The TMSig package contains tools to prepare, analyze, and visualize named lists of sets, with an emphasis on molecular signatures (such as gene or kinase sets). It includes fast, memory efficient functions to construct sparse incidence and similarity matrices; filter, cluster, invert, and decompose sets; perform pre-ranked Correlation Adjusted MEan RAnk (CAMERA-PR) gene set testing via a flexible matrix method (see limma for the original implementation); and create bubble heatmaps to visualize the results of any differential or molecular signatures analysis.
TMSig 1.0.0
Report issues at https://github.com/EMSL-Computing/TMSig
License: GPL (>= 3)
GMT files, such as those available through the Molecular Signatures Database
(MSigDB)(Liberzon et al. 2011, 2015), can be read as
named lists with readGMT
:
# Path to GMT file - MSigDB Gene Ontology sets
pathToGMT <- system.file(
"extdata", "c5.go.v2023.2.Hs.symbols.gmt.gz",
package = "TMSig"
)
geneSets <- readGMT(path = pathToGMT)
length(geneSets) # 10461 gene sets
#> [1] 10461
head(names(geneSets)) # first 6 gene set names
#> [1] "GOBP_10_FORMYLTETRAHYDROFOLATE_METABOLIC_PROCESS"
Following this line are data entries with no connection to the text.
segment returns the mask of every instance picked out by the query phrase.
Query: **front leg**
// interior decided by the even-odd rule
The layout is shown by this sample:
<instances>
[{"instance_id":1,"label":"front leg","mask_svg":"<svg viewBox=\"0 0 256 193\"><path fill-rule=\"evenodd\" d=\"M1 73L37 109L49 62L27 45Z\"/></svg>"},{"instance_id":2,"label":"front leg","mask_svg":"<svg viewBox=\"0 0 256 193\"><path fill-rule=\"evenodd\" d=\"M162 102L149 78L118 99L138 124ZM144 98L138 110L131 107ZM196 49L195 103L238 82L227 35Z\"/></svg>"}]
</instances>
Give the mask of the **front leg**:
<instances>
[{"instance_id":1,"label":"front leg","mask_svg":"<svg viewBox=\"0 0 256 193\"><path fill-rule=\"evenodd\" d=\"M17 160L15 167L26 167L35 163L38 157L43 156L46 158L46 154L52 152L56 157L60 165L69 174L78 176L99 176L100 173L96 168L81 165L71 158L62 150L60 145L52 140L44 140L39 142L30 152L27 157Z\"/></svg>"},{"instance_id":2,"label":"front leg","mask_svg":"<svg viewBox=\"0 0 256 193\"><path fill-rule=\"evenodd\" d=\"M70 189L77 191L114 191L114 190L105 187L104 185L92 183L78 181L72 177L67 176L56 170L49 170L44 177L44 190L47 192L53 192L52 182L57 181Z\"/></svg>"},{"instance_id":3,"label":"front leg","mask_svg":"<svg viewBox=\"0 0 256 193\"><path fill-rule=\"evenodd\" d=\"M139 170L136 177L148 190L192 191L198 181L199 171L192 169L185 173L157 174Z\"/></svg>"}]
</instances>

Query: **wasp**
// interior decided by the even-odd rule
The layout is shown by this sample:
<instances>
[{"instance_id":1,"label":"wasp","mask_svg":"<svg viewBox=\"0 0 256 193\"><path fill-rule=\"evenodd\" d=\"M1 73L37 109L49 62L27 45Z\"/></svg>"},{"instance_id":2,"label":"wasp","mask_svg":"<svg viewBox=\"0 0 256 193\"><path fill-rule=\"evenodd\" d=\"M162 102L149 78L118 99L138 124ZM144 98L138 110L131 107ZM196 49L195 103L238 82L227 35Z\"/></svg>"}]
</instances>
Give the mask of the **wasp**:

#> [2] "GOBP_2FE_2S_CLUSTER_ASSEMBLY"
#> [3] "GOBP_2_OXOGLUTARATE_METABOLIC_PROCESS"
#> [4] "GOBP_3_PHOSPHOADENOSINE_5_PHOSPHOSULFATE_METABOLIC_PROCESS"
#> [5] "GOBP_3_UTR_MEDIATED_MRNA_DESTABILIZATION"
#> [6] "GOBP_3_UTR_MEDIATED_MRNA_STABILIZATION"
geneSets[[1]] # genes in first set
#> [1] "AASDHPPT" "ALDH1L1" "ALDH1L2" "MTHFD1" "MTHFD1L" "MTHFD2L"
filterSets
keeps sets that satisfy minimum and maximum size constraints.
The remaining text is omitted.